This pretty much sums up how my running has gone this week..
First off, I had to take Monday as a rest day (from running, at least)-as my legs were just spent from the weekend. As a result, I missed out on what was described by many as a very fun run…(though it may have been a good thing I skipped the ice cream…I sure as hell didn’t deserve it with 2 holiday dinners with the family that week.)
Speedwork on Tuesday was a disaster. The workout was on the Great Lawn Oval-3 x 1.02 miles, then 2 x .51 miles. Intensity?-“as hard as we can.” I was barely hanging on to half-marathon pace by the end of the mile repeats, and the half-miles weren’t much better. It was a very humid night, but jeez…it *is* mid-September, shouldn’t I be acclimated by now?
Then the LTR on Saturday. It did not go well for me at all. The irony? I was actually doing my job!! (Which was pacing the 9:30 group for 11 miles.) All the 9:30 pace leaders were broken up into 4 groups and I was with 2 others (who had done this before too.) I made it perfectly clear-I wanted to run 9:30s. Period. The first mile started off on pace. Then…deja vu of the last LTR. I began really struggling with the pace, and falling way behind the other 2 leaders and a good chunk of the group. The 2nd mile split looked too fast, and I yelled to the other runners that if they were ahead of me, they were going too fast-shocker, no one listened to me, not even the other pace leaders. The third mile sucked too and I was wondering if I was going to have to drop back to the 10’s for the next loop-as I could not keep the pace (not that there was anything wrong with having to drop back a group-but there were a lot of pace leaders for the 10’s and barely enough for the 9:30s) The third mile split was again too fast and by that time I had had enough. I yelled again that whoever is in front of me was going too fast-and that they should run ahead to the 9:00 pace group. Thankfully by this time, some other runners finally agreed with me and pulled it back. Shocker of shockers, we were right on pace for the remainder of the 6-mile loop.
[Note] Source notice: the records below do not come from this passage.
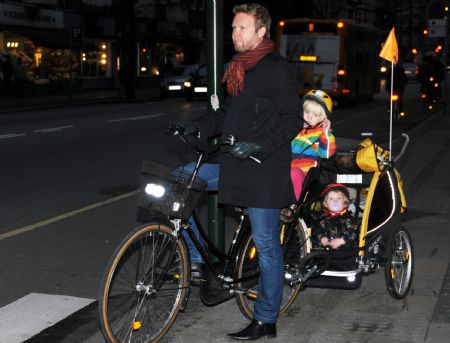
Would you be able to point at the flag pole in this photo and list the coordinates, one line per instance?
(390, 112)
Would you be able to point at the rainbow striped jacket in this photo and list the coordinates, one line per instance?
(309, 145)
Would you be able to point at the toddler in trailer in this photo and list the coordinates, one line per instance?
(335, 227)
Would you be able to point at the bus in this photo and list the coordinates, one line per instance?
(337, 56)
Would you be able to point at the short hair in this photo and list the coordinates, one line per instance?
(315, 107)
(261, 14)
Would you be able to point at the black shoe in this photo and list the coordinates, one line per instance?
(255, 331)
(197, 270)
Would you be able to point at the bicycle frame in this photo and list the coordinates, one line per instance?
(228, 259)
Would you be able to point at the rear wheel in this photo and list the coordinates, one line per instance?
(144, 285)
(399, 265)
(293, 243)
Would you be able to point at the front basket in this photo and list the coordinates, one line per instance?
(168, 191)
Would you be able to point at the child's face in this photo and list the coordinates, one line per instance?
(312, 115)
(335, 201)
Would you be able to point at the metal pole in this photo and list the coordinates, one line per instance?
(216, 230)
(390, 111)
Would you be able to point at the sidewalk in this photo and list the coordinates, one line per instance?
(11, 105)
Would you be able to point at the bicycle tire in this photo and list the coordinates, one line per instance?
(144, 285)
(399, 264)
(293, 238)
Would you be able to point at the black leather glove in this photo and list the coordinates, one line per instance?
(242, 150)
(187, 129)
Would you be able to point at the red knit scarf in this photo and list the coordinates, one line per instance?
(235, 74)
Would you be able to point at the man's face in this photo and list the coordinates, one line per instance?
(245, 37)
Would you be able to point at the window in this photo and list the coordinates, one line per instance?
(96, 61)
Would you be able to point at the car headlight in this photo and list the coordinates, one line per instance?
(155, 190)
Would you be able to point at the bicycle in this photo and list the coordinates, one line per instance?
(147, 280)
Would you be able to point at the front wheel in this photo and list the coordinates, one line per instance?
(293, 243)
(399, 264)
(144, 285)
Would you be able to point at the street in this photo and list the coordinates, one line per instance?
(67, 195)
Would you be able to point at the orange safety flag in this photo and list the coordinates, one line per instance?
(390, 48)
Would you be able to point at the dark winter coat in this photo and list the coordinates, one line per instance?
(268, 112)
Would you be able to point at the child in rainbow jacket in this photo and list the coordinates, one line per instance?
(315, 140)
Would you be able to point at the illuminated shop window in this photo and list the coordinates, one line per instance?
(96, 61)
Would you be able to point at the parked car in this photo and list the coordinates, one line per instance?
(410, 70)
(173, 83)
(197, 85)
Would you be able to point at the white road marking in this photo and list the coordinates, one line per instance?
(53, 129)
(12, 135)
(35, 312)
(35, 226)
(203, 108)
(149, 116)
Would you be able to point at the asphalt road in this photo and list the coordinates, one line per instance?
(64, 170)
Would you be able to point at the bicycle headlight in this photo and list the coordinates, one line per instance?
(155, 190)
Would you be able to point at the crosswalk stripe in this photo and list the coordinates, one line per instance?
(27, 316)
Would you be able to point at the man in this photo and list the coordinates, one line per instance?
(263, 111)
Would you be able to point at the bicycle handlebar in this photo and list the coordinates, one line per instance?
(179, 130)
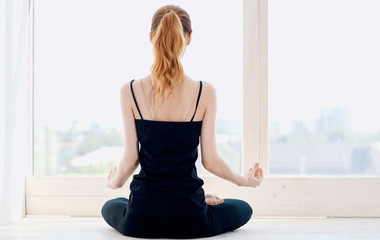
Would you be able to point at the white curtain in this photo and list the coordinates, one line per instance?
(14, 164)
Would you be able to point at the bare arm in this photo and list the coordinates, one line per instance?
(210, 158)
(129, 161)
However-the fact that the “rabbits” of the group ended 2 minutes before I did meant that they were departing for the 2nd loop just as I got to the transverse-so I had to tell the Flyers acting as marshalls that I couldn’t leave right away and explain the situation. I was told that “everyone’s going fast, they’re just excited, deal with it.” Sorry-but I don’t want to “deal with it.” If I wanted to run 9’s, I would have paced the 9 minute group. Plain and simple. And besides, these runners expect to run 9:30s and I’m sure will complain if the pace is too fast. Plus that made me feel that my efforts to do the job right and stay on pace just are not appreciated. For the 5-mile loop, I just waited for the next group of 9:30s to come in and joined up with them-thankfully, the group stayed together and on pace for this loop (or so we thought-all the mile markers had been taken away!), then I was done!!
(Just an FYI-i know-especially for the “newbies”-that pace leading isnt the easiest thing. It took me a couple of LTR’s to get it down, but once I did, things were fine!)
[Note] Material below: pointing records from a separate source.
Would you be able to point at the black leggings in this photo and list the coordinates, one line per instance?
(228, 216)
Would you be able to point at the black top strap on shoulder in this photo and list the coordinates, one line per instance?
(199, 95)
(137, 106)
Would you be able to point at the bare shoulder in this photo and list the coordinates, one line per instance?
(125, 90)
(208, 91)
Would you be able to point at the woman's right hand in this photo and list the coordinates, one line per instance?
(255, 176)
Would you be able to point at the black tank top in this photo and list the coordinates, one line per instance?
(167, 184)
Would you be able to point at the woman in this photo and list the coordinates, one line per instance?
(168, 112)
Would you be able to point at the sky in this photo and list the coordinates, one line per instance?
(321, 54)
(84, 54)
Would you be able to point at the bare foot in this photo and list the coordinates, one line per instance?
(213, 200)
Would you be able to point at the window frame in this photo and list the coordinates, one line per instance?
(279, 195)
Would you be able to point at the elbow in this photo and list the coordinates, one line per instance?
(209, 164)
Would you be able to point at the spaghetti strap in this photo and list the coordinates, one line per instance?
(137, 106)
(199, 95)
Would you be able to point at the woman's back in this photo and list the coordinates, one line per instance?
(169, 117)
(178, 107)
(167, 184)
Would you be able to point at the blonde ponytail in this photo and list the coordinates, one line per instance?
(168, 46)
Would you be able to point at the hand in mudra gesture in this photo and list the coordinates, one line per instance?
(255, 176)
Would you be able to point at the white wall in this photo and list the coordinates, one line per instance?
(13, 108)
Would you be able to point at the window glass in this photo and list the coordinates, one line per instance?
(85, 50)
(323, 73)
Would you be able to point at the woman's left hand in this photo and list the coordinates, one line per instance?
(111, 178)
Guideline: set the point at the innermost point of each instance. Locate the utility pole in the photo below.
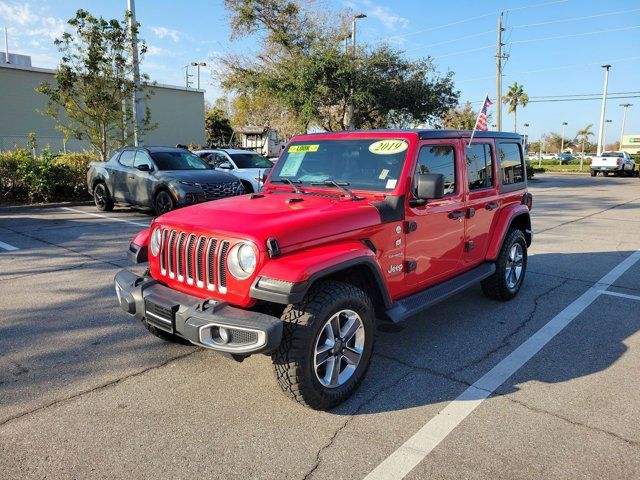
(624, 120)
(603, 109)
(499, 57)
(351, 122)
(137, 107)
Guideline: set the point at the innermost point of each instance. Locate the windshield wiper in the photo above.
(339, 185)
(288, 181)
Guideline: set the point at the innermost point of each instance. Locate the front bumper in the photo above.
(208, 323)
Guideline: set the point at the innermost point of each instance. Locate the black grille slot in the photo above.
(242, 337)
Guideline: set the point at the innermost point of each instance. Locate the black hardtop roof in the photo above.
(424, 134)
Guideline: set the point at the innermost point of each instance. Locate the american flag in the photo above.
(481, 123)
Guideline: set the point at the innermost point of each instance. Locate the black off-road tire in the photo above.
(496, 286)
(293, 361)
(163, 202)
(166, 336)
(102, 197)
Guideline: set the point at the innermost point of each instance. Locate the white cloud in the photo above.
(20, 14)
(163, 32)
(389, 19)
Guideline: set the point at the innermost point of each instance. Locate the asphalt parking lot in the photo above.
(86, 392)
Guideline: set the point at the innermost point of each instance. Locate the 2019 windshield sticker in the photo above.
(388, 147)
(303, 148)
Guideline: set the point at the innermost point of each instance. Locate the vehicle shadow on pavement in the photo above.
(70, 333)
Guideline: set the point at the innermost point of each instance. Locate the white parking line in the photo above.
(623, 295)
(115, 219)
(6, 246)
(414, 450)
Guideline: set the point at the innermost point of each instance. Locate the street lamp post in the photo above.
(604, 134)
(354, 53)
(603, 109)
(624, 120)
(198, 65)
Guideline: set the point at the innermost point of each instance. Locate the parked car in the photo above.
(246, 165)
(161, 178)
(352, 230)
(618, 163)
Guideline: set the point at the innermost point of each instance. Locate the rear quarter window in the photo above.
(512, 170)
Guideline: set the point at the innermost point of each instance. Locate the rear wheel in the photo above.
(163, 203)
(511, 265)
(326, 347)
(102, 197)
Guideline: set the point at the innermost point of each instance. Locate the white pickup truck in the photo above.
(619, 163)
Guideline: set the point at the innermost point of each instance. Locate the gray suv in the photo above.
(161, 178)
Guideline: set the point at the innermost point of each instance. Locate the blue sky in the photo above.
(594, 32)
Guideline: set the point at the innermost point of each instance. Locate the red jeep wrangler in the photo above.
(351, 230)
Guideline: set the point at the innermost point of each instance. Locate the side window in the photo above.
(141, 159)
(479, 166)
(439, 159)
(511, 163)
(126, 158)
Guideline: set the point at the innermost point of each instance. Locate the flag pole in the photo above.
(475, 127)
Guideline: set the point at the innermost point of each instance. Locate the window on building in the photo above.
(439, 159)
(511, 163)
(479, 166)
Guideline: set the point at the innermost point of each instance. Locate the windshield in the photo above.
(177, 160)
(372, 164)
(250, 160)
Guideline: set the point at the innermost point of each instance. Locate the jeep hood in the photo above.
(279, 215)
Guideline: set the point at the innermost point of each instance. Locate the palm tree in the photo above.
(582, 136)
(515, 97)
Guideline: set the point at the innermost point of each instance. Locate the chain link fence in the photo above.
(55, 144)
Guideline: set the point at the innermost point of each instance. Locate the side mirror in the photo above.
(428, 186)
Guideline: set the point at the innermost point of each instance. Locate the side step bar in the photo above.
(408, 306)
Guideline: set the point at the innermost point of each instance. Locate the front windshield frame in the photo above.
(190, 162)
(266, 163)
(369, 169)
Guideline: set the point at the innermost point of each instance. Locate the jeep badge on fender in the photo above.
(351, 230)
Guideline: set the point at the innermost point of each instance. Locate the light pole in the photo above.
(604, 135)
(624, 120)
(198, 65)
(354, 53)
(603, 109)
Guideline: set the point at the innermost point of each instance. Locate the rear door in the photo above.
(434, 249)
(483, 200)
(139, 183)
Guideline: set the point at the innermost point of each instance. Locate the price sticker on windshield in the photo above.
(303, 148)
(388, 147)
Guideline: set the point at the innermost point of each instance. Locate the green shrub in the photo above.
(46, 178)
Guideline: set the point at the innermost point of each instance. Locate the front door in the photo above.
(483, 202)
(434, 250)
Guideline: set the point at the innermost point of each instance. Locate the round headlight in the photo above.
(241, 260)
(156, 237)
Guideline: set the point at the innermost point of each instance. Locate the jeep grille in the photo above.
(194, 259)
This run was a big ego-crusher…again, if 9-9:15ish miles gave me trouble, then how do I ever expect to run a good half next week? And 3 years ago, 9-9:15 miles would have been considered easy…I wish I had those days back.
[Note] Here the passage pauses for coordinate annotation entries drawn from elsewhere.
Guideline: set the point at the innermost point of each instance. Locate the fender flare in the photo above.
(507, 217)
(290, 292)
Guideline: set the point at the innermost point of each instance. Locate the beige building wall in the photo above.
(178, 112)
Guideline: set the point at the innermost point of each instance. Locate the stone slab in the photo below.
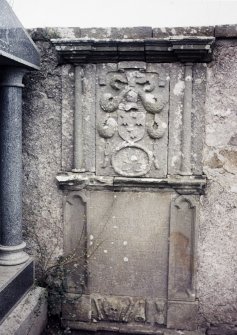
(183, 31)
(182, 315)
(16, 47)
(132, 230)
(15, 281)
(226, 31)
(29, 316)
(113, 32)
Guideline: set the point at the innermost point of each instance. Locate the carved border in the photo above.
(153, 50)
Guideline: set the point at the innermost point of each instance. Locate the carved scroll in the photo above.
(132, 118)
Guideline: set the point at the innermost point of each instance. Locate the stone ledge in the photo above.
(183, 31)
(182, 184)
(218, 31)
(29, 316)
(172, 49)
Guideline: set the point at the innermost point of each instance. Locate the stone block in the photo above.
(117, 33)
(76, 307)
(183, 31)
(226, 31)
(15, 281)
(29, 316)
(182, 315)
(15, 44)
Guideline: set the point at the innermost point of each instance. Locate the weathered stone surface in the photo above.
(183, 31)
(218, 234)
(182, 315)
(132, 134)
(16, 47)
(125, 240)
(15, 281)
(68, 84)
(117, 33)
(42, 203)
(226, 31)
(216, 282)
(29, 316)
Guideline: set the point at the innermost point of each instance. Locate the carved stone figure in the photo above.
(128, 98)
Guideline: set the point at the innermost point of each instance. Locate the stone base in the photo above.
(29, 316)
(15, 281)
(83, 328)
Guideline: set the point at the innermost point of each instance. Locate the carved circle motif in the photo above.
(131, 161)
(107, 128)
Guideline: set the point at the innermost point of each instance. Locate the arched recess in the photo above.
(182, 305)
(75, 214)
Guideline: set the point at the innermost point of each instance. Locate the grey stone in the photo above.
(42, 203)
(226, 31)
(217, 233)
(16, 47)
(183, 31)
(117, 33)
(182, 249)
(29, 316)
(182, 315)
(111, 266)
(173, 49)
(216, 266)
(68, 83)
(120, 134)
(222, 329)
(15, 281)
(11, 243)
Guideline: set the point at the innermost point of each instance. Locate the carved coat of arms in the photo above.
(125, 106)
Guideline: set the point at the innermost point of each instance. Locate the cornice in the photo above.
(153, 50)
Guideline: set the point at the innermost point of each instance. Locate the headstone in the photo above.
(132, 195)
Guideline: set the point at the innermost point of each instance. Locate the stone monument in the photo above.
(132, 197)
(18, 55)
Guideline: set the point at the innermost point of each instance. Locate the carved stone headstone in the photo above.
(132, 193)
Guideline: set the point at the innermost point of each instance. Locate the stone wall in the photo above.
(42, 157)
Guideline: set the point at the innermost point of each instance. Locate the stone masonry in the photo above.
(48, 149)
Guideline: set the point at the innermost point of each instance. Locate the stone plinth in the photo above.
(15, 281)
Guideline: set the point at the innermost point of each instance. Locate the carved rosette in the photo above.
(125, 104)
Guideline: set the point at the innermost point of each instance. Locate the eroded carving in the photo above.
(131, 160)
(182, 249)
(128, 97)
(118, 309)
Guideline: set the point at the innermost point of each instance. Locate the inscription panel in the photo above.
(128, 232)
(132, 118)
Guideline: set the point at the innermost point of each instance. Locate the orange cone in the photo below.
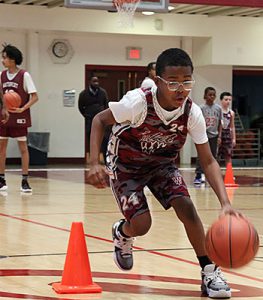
(76, 277)
(230, 193)
(229, 177)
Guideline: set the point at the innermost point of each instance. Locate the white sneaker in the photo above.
(122, 248)
(3, 185)
(203, 178)
(214, 283)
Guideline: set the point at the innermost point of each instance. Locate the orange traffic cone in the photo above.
(76, 277)
(229, 177)
(230, 193)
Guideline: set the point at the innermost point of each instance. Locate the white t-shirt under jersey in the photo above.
(133, 105)
(29, 86)
(147, 83)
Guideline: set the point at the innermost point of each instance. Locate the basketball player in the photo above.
(17, 80)
(213, 114)
(150, 128)
(228, 135)
(148, 81)
(4, 112)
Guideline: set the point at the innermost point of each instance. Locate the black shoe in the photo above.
(25, 187)
(3, 186)
(123, 248)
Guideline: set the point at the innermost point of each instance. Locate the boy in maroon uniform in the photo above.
(16, 80)
(228, 134)
(150, 128)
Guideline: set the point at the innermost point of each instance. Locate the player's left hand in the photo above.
(227, 209)
(16, 110)
(5, 116)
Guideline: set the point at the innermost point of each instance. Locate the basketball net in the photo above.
(126, 10)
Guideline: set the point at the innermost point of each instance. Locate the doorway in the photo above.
(116, 80)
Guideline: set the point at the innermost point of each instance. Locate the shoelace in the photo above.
(125, 245)
(216, 275)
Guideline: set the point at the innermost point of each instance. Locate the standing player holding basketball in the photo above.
(150, 128)
(19, 81)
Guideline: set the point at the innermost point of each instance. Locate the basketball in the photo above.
(232, 242)
(12, 100)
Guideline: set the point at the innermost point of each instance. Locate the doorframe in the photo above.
(112, 68)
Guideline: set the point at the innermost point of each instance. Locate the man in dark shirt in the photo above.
(93, 100)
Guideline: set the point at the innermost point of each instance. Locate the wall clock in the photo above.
(60, 51)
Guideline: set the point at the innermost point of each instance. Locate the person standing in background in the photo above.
(93, 100)
(148, 81)
(227, 141)
(14, 79)
(213, 114)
Well that was the “down,” the “out” is that I am sorta feeling on the outs with my running club. I feel like I am missing out on so much, running-wise…I can’t do most of the group runs, because I am too damn slow and I just cannot hold on to the pace. Back when BCG used to co-lead the Thursday night runs, at least I knew she and I would stick together-but she is back in Chicago. I’m not training for a marathon, so I have no need to do 18-20 milers out of town on the weekends-but it seems like the majority of the club is in marathon training. I do what I can, but I still feel a little left out. Kind of makes me wonder-where is my place?